| |
Backtalk
ETS! encourages comments, feedback, tips, corrections, and
info! Please keep them as concise as possible so we can
print as many different voices as possible: ETS!, P.O. Box
85541, Seattle WA 98145, or e-mail ets@scn.org.
Finding Stuff Out
ETS!,
I thought Geov Parrish's recent editorial on Boeing ("When Planemakers
Merge," 3/24/98) provided many good reasons to be concerned and to want to do
something about it. But, as he wrote, "it's hard to know where to start, when
local media...dare not even name the problems." First, the information needs
to be collected together and made more visible to the public. Second, people
need to formulate opinions based on that information. And third, they need to
figure out how to bring about positive change. I thought his article made good
contributions in the first two areas.
Much in Geov's article is not widely known. As a critical reader, I would
like to ask him to provide citations for such information as
the number and size of Boeing's D.C. lobbying firms,
the amount of its contributions to the Hungarian NATO membership
campaign,
its environmental record,
the relative size of its commercial R&D funding sources, and
the amount, or lack thereof, of federal taxes it paid in 1995.
Although I expect the information is openly available, it appears
piecemeal when one is not looking for it and takes a lot of effort to track
down when one is looking for it.
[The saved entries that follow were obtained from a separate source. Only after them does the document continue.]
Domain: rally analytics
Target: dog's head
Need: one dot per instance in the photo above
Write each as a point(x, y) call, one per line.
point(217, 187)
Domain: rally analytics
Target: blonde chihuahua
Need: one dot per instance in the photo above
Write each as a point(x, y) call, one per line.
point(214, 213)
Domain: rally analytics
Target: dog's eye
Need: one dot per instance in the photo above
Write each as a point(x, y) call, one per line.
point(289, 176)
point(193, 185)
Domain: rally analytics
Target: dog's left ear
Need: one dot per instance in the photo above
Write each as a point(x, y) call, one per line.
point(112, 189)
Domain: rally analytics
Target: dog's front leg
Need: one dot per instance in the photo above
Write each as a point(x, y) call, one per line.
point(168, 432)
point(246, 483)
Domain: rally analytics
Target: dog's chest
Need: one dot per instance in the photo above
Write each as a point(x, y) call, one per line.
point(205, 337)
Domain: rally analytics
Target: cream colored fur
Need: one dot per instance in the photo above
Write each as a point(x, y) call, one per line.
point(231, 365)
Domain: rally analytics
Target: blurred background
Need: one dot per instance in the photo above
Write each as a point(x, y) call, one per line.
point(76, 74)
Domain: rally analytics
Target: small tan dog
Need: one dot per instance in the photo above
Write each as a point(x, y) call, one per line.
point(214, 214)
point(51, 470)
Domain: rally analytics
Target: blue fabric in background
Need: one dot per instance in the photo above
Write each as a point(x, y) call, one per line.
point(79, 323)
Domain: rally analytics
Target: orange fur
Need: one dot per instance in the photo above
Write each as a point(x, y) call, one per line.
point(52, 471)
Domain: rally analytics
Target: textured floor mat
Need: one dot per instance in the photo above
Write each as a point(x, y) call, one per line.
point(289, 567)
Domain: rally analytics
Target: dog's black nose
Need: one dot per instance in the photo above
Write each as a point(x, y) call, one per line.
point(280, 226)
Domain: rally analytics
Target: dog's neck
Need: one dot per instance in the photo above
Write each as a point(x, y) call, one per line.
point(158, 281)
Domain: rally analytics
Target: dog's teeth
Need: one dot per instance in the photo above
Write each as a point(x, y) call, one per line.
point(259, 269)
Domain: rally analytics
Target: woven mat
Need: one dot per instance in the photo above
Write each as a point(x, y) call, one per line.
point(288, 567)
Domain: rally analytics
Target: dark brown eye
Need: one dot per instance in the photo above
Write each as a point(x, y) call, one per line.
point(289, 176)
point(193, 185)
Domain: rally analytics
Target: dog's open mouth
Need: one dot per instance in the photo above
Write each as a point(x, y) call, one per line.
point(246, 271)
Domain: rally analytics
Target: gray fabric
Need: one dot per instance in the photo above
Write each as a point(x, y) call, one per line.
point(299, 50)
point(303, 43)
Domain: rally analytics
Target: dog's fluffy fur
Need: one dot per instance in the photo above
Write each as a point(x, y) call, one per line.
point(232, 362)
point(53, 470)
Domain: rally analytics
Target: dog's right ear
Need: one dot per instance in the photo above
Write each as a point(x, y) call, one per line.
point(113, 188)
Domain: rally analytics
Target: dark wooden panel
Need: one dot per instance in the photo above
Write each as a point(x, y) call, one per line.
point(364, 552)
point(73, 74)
Since Geov has already done that research,
I ask that he please share it with his readers. For the same reason, it
would be very helpful if ETS! includes references in future such articles.
This would provide a place "to start," by letting readers know where they
can find out more.
A piece containing references also presents a more solid case to those who
would not already agree with its arguments.
Keep up the good work,
--Andrew Fung, Kirkland
G.P. replies: At present we don't have room for footnotes or citations,
but are happy to pass along source info to whomever asks. (Except, of
course, when we make shit up.) For the Boeing article, Ken Silverstein has
had several excellent articles (Feb 1-15 97 CounterPunch, May 97 Harper's)
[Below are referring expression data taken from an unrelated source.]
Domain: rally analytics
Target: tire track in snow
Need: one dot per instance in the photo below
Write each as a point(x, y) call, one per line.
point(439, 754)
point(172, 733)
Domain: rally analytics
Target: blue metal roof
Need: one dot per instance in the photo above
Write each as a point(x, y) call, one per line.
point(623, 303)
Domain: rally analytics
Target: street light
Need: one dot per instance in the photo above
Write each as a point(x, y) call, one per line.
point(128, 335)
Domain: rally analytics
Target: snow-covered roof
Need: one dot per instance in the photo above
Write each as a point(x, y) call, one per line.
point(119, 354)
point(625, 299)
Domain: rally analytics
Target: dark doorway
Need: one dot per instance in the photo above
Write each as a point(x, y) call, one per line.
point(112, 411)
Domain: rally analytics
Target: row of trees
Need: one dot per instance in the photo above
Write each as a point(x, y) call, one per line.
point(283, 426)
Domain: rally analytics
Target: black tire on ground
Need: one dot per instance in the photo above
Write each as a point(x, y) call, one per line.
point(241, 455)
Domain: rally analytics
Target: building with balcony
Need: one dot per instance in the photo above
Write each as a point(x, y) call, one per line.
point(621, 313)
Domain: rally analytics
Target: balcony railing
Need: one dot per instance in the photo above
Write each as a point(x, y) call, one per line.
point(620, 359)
on Boeing's lobbying, China ties, tax non-burdens, and arms deals. Locally,
the Stranger (2-6-97) and Weekly (9-24-97) had good info on who buys
Boeing's wares and the China connection. Center for Defense Information in
D.C., 202-862-0700, has great info on military budgets and contractors.
Articles on 2-2-98, the day after Clinton announced his latest budget, in
the Wash. Post & locally. Current news on the "restructuring" plan, racial
discrimination lawsuit, and lack of dividends brought it up to date. Throw
in Net sources (including a rather esoteric one from Central Europe on NATO
expansion), plus several articles on Boeing's production woes, outsourcing
practices, & enviro record. And, of course, there's Boeing's own web site,
with annual report (zzz), and its ever-helpful media relations office
(206-655-6123). There was probably other stuff in the folder I cribbed from,
too. We do it so readers don't have to!
Liquid Sodium Blues
Dear Gang of Inappropriate Anarchist Activists,
In the Mar. 24 ETS!, local misfits wrote: "...someone over at
Hanford is probably kicking themselves that they never used liquid sodium."
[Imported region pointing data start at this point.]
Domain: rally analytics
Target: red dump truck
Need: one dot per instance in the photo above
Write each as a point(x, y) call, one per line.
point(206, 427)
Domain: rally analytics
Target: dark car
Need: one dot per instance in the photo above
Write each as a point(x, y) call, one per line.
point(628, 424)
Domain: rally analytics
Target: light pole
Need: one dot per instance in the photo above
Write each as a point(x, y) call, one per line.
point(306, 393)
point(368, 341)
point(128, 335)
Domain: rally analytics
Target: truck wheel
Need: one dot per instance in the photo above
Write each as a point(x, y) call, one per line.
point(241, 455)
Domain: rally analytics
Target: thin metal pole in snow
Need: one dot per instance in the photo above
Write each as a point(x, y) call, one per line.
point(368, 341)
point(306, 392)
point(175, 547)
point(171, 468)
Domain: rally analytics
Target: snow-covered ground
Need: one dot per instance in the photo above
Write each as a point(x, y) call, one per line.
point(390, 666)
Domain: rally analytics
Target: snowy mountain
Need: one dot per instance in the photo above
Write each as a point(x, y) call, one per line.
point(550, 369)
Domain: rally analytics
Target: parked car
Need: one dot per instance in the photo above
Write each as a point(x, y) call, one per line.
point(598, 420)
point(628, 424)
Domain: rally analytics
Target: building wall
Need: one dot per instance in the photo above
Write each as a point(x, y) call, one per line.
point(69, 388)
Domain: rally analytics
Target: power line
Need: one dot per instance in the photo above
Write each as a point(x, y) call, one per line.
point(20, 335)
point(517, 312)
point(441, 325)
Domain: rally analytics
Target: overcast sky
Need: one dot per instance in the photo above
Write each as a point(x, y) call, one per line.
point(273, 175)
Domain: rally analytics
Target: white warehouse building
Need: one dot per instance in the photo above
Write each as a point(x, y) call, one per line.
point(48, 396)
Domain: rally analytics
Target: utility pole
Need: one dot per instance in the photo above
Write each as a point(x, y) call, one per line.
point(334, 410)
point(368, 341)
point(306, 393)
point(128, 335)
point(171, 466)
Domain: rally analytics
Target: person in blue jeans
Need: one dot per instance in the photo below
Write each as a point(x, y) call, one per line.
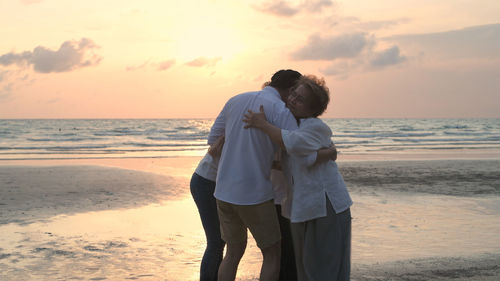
point(202, 187)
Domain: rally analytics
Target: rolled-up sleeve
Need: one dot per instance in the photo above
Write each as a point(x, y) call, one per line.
point(219, 126)
point(306, 140)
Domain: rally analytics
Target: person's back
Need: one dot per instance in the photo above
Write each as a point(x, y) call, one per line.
point(245, 165)
point(243, 191)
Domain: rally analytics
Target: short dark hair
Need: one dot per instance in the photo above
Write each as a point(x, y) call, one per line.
point(320, 94)
point(284, 79)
My memory may fail me here, but didn't the Fraud Faux Tax Flummery (FFTF)
reactor, beloved darling of Locke and Murray, use liquid sodium? I seem to
remember the concern over decommissioning it emanated from this, as
removing the metal would shut the thing down permanently. (They saw this as
bad, for some reason.)
Geek note: engineers just love the idea of liquid metal in power
plants, not just nuclear ones. Not only does a liquid-metal design make
them "cool" in the eyes of other geeks (my power plant is more exotic than
yours, nya nyah) but metals have a Prandtl number of 0.01 (water has a
Pr=7), meaning a huge efficiency for the heat exchangers, and
consequently for the power plant itself. This lead (pun intended!) to power
plants using mercury in their turbines. Apparently, cleanup costs did not
get counted in those cases, either!
Please keep up the usual good job of reporting real news, with real
attitude, that real people need to perform as real citizens in a real
republic--no matter how much all those ideas annoy the powers-that-be. An
extra round of accolades to Ms. Tomchick, who can explain economics so well
she must have been thrown out of an economics program for making too much
sense.
Power On,
--Tensor, Seattle
Ed. reply: Your memory is excellent. By any chance would you be
interested in coming in once a week and proofreading?